3) T’way Air Launches New Incheon–Jakarta Service on April 29

  • The Incheon–Jakarta route will operate 5 times weekly (Mon, Wed, Fri, Sat, Sun). The outbound flight departs Incheon at 15:10 and arrives at Jakarta Soekarno-Hatta Airport at 20:10 local time.
  • The return flight departs Jakarta at 21:50 and arrives in Incheon at 07:05 the next day.
  • The airline will deploy its large wide-body aircraft, the A330-300, to maximize passenger comfort. The aircraft has 347 seats: 12 Business Saver class and 335 Economy class.
  • This route was reallocated by the Ministry of Land, Infrastructure and Transport to a non-Korean Air subsidiary to resolve monopoly concerns arising from the merger of Korean Air and Asiana Airlines.
  • T’way Air completed preparations, including opening a local office, based on traffic rights secured through a route competition review in January, and has now commenced operations.
  • Jakarta, the capital of Indonesia, is a leading Southeast Asian hub city with shopping, cuisine, and cultural heritage. Business demand is high due to local factories operated by Korean companies such as Hyundai Motor, POSCO, and LG Energy Solution. It also offers excellent access to nearby tourist destinations such as Bali.

 

4) Efforts to Resolve Korean Air Monopoly Have Only Increased LCC Losses

  • Critics argue that traffic rights allocation aimed at preventing monopoly during the Korean Air–Asiana merger has instead worsened the financial distress of low-cost carriers (LCCs).
  • For LCCs, which need to offset stagnant profitability on long-haul Europe and Americas routes, this year’s allocation of “golden” China routes is expected to be a crucial turning point for improving profitability.
  • On the 22nd, the Ministry of Land, Infrastructure and Transport held an briefing for the latest regular traffic rights allocation, including 9 China routes.
  • This allocation is part of corrective measures related to the Korean Air–Asiana merger.
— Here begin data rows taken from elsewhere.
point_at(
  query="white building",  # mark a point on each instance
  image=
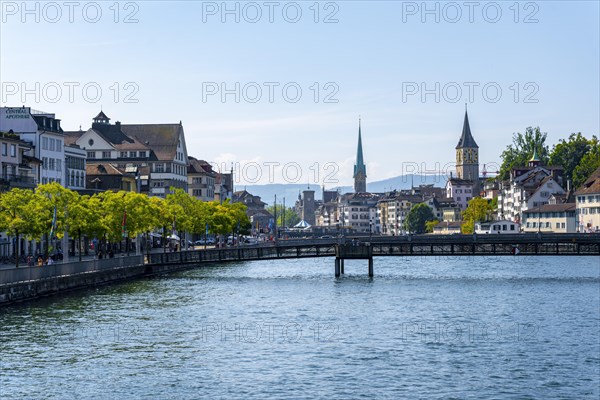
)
(497, 227)
(529, 187)
(158, 151)
(556, 218)
(43, 131)
(587, 200)
(358, 211)
(201, 179)
(461, 190)
(75, 164)
(17, 169)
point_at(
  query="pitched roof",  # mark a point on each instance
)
(92, 169)
(101, 115)
(112, 133)
(551, 208)
(592, 184)
(466, 139)
(199, 166)
(460, 182)
(161, 138)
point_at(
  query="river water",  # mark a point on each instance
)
(499, 327)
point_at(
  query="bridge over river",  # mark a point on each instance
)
(23, 283)
(417, 245)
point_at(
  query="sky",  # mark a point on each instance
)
(276, 88)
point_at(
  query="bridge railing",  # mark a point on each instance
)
(23, 274)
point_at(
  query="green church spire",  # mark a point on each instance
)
(359, 167)
(360, 170)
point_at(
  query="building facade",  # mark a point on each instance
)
(45, 135)
(588, 204)
(158, 151)
(556, 218)
(201, 179)
(16, 169)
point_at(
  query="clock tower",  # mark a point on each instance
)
(467, 157)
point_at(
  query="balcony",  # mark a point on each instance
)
(18, 181)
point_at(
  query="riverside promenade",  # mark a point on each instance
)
(23, 283)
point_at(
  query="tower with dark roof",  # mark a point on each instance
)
(101, 118)
(360, 170)
(467, 157)
(535, 160)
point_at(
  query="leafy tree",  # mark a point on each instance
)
(182, 208)
(588, 164)
(112, 210)
(429, 225)
(291, 217)
(521, 150)
(479, 209)
(59, 199)
(163, 216)
(83, 218)
(241, 223)
(22, 212)
(569, 154)
(417, 217)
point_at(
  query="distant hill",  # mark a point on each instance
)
(290, 190)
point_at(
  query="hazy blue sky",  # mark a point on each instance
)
(372, 59)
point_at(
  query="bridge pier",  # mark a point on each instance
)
(357, 252)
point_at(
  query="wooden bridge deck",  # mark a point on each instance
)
(424, 245)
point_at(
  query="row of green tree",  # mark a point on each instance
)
(420, 218)
(578, 155)
(112, 215)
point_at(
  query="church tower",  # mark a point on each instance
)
(360, 170)
(467, 157)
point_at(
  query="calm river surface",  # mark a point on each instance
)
(505, 328)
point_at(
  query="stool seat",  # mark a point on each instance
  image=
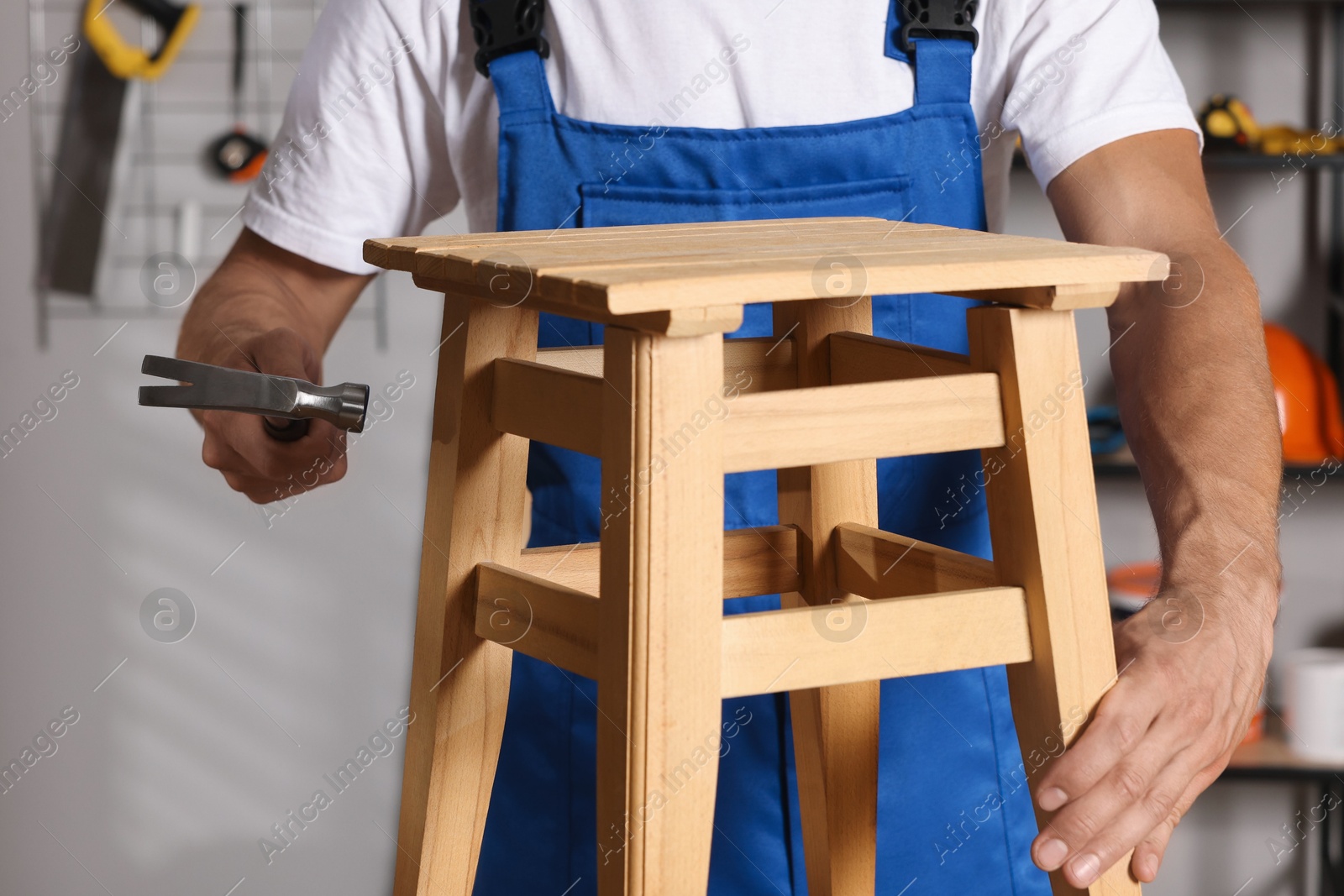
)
(642, 613)
(602, 273)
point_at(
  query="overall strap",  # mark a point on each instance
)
(937, 38)
(510, 49)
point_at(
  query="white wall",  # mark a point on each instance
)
(190, 752)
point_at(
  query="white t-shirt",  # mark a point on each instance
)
(390, 127)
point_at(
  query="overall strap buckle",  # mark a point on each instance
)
(501, 27)
(938, 19)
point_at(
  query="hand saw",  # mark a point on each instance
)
(71, 226)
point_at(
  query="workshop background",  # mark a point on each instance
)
(181, 747)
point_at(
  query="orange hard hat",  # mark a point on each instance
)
(1307, 398)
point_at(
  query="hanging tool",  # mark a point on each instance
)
(239, 155)
(71, 226)
(225, 389)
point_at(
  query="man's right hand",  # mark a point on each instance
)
(280, 311)
(264, 468)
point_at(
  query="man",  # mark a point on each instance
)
(706, 110)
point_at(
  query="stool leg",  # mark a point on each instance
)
(1047, 539)
(660, 616)
(474, 512)
(835, 730)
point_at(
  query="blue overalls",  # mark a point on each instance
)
(953, 813)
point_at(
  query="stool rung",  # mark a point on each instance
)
(768, 362)
(823, 425)
(541, 618)
(549, 403)
(790, 649)
(858, 358)
(877, 564)
(803, 647)
(759, 560)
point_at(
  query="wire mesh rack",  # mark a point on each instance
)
(165, 196)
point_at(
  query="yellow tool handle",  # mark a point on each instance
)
(127, 60)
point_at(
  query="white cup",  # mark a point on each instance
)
(1315, 688)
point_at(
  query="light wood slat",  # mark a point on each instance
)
(776, 651)
(629, 291)
(1068, 297)
(562, 259)
(401, 249)
(877, 564)
(659, 637)
(1046, 537)
(679, 322)
(835, 730)
(549, 405)
(857, 358)
(753, 364)
(759, 560)
(452, 750)
(806, 426)
(541, 618)
(831, 645)
(573, 566)
(622, 271)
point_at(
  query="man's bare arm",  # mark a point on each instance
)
(1198, 409)
(280, 311)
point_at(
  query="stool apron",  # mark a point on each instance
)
(953, 809)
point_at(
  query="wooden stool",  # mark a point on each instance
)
(819, 402)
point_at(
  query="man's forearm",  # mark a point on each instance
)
(260, 288)
(1198, 409)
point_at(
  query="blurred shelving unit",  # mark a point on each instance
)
(160, 163)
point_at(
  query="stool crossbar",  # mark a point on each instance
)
(669, 406)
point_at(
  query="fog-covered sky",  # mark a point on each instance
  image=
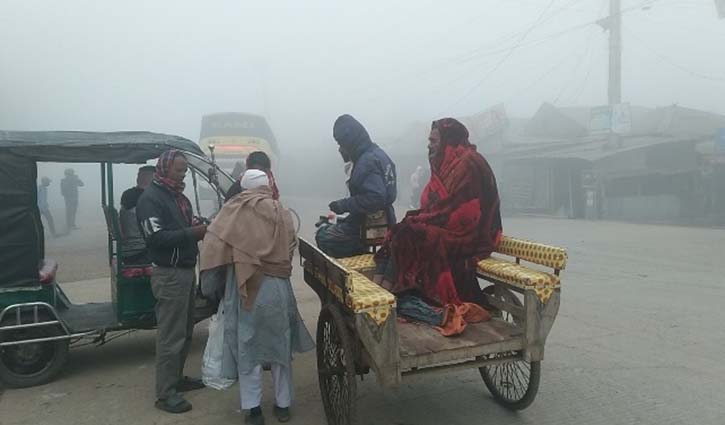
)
(160, 65)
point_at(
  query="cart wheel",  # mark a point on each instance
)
(336, 367)
(28, 365)
(513, 384)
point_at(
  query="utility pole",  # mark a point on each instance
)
(615, 52)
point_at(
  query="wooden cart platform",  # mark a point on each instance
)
(358, 328)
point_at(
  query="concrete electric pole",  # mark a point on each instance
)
(615, 53)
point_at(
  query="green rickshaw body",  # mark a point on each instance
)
(33, 308)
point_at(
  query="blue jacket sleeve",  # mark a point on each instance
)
(149, 213)
(370, 196)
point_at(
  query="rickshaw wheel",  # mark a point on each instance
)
(512, 384)
(28, 365)
(336, 367)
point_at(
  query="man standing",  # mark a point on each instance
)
(372, 186)
(43, 204)
(133, 246)
(165, 215)
(69, 189)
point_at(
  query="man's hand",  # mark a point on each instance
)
(199, 231)
(336, 207)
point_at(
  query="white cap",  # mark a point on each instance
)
(253, 179)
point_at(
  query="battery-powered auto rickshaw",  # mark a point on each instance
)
(38, 322)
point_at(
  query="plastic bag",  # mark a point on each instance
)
(211, 367)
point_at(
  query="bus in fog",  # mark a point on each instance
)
(234, 136)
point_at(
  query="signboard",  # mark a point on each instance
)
(600, 119)
(720, 141)
(610, 118)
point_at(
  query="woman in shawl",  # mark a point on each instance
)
(434, 250)
(250, 246)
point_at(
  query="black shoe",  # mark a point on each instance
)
(174, 404)
(254, 417)
(282, 413)
(189, 384)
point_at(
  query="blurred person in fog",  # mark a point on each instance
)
(166, 218)
(372, 187)
(257, 160)
(69, 189)
(133, 246)
(43, 204)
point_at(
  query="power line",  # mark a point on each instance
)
(504, 59)
(584, 55)
(671, 62)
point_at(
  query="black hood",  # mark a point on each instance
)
(351, 135)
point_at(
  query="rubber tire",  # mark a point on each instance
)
(47, 374)
(529, 395)
(534, 367)
(331, 313)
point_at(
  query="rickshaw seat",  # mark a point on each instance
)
(134, 270)
(542, 283)
(47, 270)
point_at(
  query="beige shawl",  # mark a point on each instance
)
(256, 234)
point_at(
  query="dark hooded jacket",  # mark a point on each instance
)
(373, 182)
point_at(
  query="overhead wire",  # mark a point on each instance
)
(513, 49)
(670, 61)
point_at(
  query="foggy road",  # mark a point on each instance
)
(638, 339)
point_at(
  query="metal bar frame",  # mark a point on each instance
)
(470, 364)
(36, 306)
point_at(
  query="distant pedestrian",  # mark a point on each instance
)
(43, 204)
(69, 189)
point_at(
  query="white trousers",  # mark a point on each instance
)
(250, 387)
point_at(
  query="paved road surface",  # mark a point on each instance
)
(639, 340)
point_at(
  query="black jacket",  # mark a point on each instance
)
(169, 239)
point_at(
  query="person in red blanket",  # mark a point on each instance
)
(433, 252)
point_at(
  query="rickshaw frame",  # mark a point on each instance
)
(35, 309)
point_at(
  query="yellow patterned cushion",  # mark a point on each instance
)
(514, 274)
(369, 297)
(546, 255)
(358, 263)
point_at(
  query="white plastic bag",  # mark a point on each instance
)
(211, 367)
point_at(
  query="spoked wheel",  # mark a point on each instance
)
(514, 383)
(28, 365)
(336, 367)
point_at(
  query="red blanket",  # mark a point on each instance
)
(436, 249)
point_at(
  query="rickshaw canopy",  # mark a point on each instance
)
(129, 147)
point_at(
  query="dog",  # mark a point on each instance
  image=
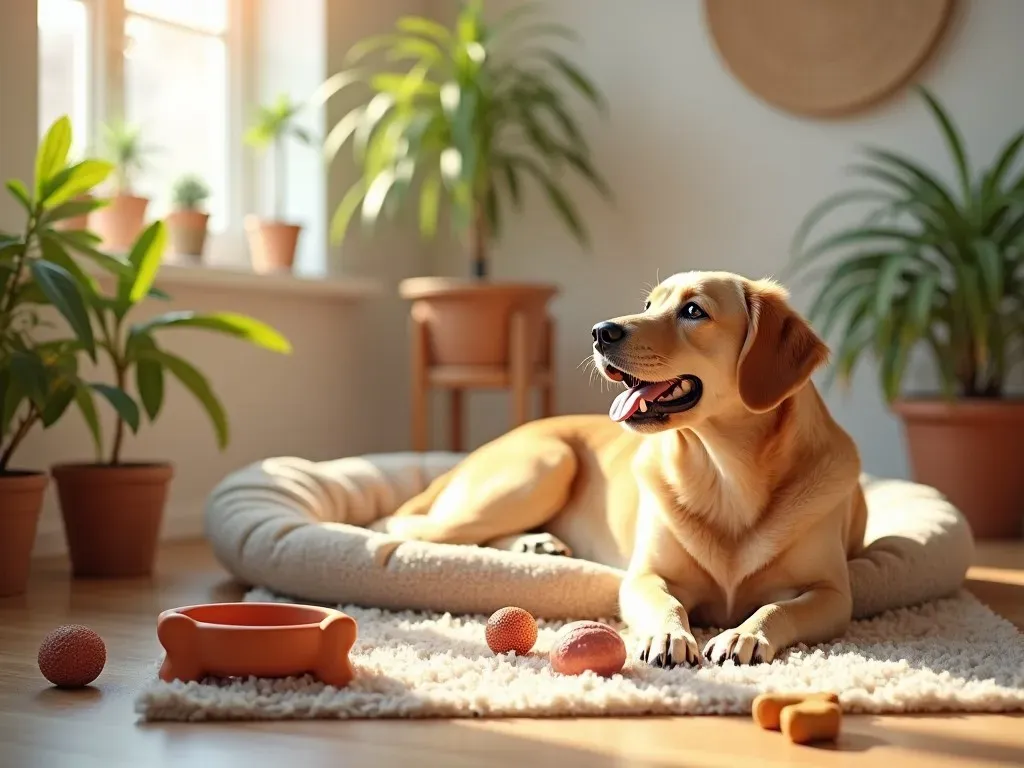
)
(719, 482)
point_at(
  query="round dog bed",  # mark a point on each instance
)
(298, 528)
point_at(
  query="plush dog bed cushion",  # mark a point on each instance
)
(297, 527)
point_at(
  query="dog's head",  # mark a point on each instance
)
(705, 344)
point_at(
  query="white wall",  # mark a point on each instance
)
(707, 176)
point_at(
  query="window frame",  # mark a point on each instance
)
(105, 101)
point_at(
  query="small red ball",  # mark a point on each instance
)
(72, 656)
(511, 629)
(583, 646)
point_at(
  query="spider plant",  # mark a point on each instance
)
(479, 108)
(930, 263)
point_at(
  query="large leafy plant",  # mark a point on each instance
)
(479, 108)
(39, 271)
(136, 356)
(273, 125)
(929, 263)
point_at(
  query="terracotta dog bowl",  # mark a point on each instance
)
(256, 639)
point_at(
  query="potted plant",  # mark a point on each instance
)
(119, 222)
(113, 508)
(187, 223)
(37, 377)
(480, 110)
(937, 266)
(272, 241)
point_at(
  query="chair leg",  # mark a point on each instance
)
(455, 407)
(519, 369)
(420, 392)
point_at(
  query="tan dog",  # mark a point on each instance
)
(731, 498)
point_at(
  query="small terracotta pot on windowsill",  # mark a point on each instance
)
(120, 222)
(22, 496)
(112, 516)
(271, 244)
(187, 229)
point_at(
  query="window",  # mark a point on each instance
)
(171, 69)
(64, 67)
(176, 91)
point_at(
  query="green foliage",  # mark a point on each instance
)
(930, 263)
(135, 354)
(189, 193)
(122, 144)
(39, 268)
(479, 109)
(274, 123)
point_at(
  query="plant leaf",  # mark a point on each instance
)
(20, 194)
(239, 326)
(64, 293)
(198, 385)
(83, 398)
(52, 154)
(148, 376)
(123, 403)
(76, 180)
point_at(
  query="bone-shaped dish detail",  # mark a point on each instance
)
(268, 640)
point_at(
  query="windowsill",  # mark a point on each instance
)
(218, 278)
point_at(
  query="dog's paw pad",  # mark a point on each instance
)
(541, 544)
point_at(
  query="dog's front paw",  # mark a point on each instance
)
(541, 544)
(668, 648)
(741, 647)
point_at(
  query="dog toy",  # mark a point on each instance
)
(588, 645)
(511, 629)
(801, 717)
(72, 656)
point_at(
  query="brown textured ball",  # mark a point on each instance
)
(511, 629)
(72, 656)
(588, 645)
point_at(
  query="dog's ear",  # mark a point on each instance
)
(780, 351)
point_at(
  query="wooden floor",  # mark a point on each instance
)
(42, 727)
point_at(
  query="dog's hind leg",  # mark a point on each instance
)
(506, 487)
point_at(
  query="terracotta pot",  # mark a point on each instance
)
(971, 451)
(76, 222)
(468, 321)
(187, 231)
(263, 640)
(271, 244)
(112, 516)
(20, 502)
(120, 221)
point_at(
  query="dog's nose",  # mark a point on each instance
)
(606, 334)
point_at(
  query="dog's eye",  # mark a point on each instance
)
(691, 311)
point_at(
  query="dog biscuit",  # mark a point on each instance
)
(768, 707)
(811, 721)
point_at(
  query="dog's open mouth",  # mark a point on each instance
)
(652, 400)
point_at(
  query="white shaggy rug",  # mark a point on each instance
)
(952, 654)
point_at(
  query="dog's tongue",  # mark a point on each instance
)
(627, 402)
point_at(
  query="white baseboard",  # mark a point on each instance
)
(180, 521)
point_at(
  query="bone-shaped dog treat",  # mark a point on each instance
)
(768, 708)
(269, 640)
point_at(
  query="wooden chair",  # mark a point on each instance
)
(517, 377)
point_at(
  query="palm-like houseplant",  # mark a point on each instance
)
(113, 508)
(940, 267)
(462, 121)
(38, 379)
(272, 240)
(120, 222)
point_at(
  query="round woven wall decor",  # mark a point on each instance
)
(824, 57)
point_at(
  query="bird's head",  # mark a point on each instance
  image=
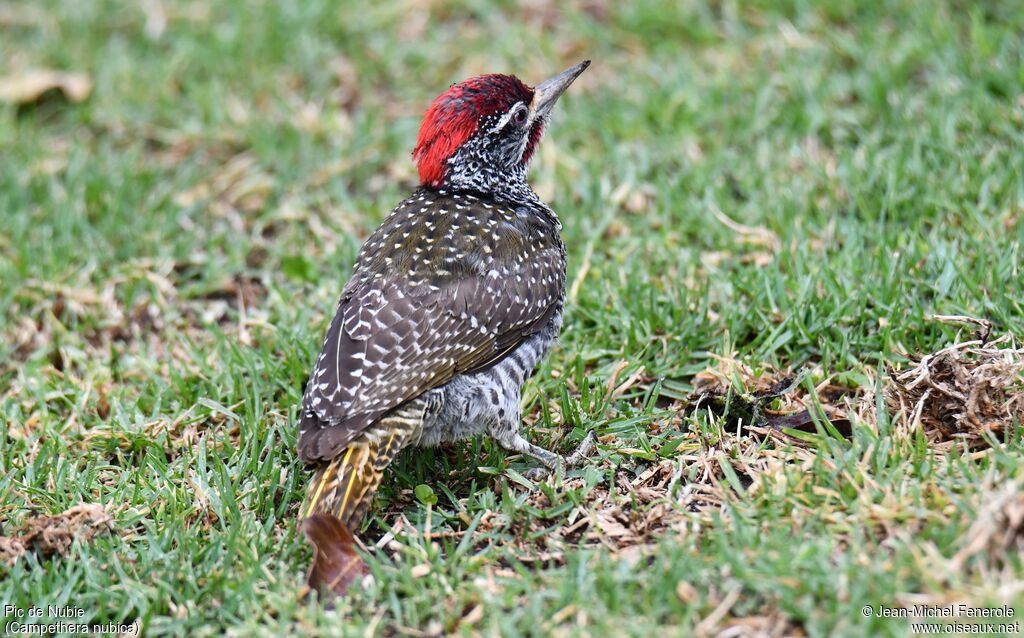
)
(481, 133)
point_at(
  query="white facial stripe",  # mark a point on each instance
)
(505, 118)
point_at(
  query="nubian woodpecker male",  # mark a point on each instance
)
(454, 301)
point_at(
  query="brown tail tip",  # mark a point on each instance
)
(335, 562)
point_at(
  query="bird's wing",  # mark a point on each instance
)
(396, 335)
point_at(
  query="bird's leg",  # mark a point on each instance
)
(512, 438)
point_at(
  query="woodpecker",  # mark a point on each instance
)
(453, 302)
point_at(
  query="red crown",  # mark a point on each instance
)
(456, 115)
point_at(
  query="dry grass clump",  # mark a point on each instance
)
(53, 535)
(965, 390)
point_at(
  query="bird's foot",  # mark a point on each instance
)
(574, 459)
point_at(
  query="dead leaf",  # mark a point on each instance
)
(336, 564)
(30, 86)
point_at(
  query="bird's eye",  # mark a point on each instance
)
(519, 117)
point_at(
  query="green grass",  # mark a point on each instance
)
(244, 150)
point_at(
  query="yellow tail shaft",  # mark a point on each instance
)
(345, 485)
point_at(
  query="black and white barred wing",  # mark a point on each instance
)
(389, 342)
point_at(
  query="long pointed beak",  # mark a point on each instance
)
(547, 93)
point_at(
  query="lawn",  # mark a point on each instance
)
(754, 195)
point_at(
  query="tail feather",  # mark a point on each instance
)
(342, 491)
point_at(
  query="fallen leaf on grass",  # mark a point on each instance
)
(54, 535)
(336, 564)
(30, 86)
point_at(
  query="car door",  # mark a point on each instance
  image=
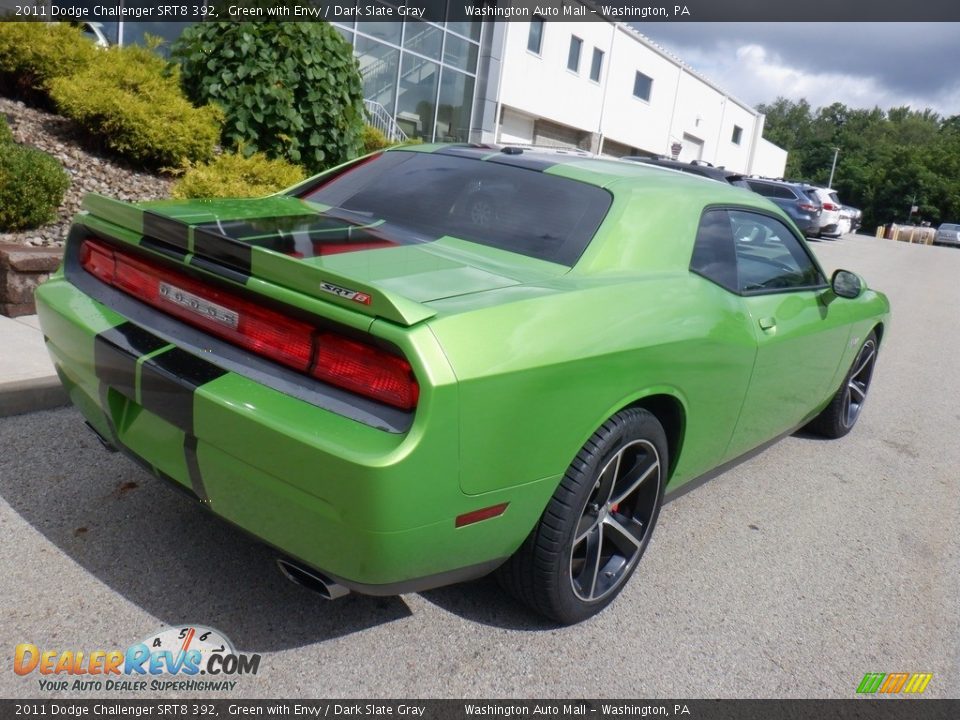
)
(799, 341)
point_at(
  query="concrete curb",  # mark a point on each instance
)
(24, 396)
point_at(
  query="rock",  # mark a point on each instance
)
(88, 172)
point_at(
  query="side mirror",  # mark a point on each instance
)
(847, 284)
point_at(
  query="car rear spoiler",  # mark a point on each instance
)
(238, 260)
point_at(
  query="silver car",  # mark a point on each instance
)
(947, 234)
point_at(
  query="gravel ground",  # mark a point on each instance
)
(791, 575)
(88, 172)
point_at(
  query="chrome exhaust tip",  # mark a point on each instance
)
(312, 580)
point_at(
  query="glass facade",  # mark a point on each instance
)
(422, 73)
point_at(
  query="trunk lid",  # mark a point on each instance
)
(326, 253)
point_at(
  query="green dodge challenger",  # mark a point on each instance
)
(439, 361)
Normally, regular traffic rights allocations occur 1–2 times per year, but the large inclusion of China routes this time has drawn significant industry attention.
  • Target routes include Incheon–Beijing, Shanghai, Shenzhen, Xi’an, Zhangjiajie, Changsha, Tianjin, and Busan–Beijing, Qingdao (total 9 routes). Notably, the Incheon–Guangzhou route is currently served only by Korean Air, Asiana, and China Southern Airlines.
  • Within the industry, there is growing caution that this allocation should not repeat the mistakes of previous Europe and Americas route transfers.
  • In the past, T’way Air and Air Premia were selected as alternative competitors in merger remedies, but long-haul routes have instead exposed the structural limitations of LCCs. Operating long-haul routes without sufficient preparation (large aircraft introduction and local operations) has become a major management burden.
  • T’way Air rapidly launched four European routes (Rome, Paris, Barcelona, Frankfurt) and Vancouver, Canada, causing fixed costs (A330 aircraft, local offices, maintenance, labor) to surge exponentially.
  • In the previous year, T’way Air recorded revenue of KRW 1.7982 trillion but an operating loss of KRW 265.5 billion — more than 20 times higher than the previous year’s KRW 12.3 billion loss. The company cited exchange rates, rising fuel prices, and increased costs from expanding medium- and long-haul routes.
  • As a result, airlines are more likely to deploy large aircraft on profitable Japan routes instead of Europe/Americas.
  • An industry source warned of the worst-case scenario: “excessive supply on short- and medium-haul routes leading to cutthroat competition.” They added that intensified oversupply competition on Japan and China routes could further deteriorate profitability, ultimately lowering service quality and variety for consumers.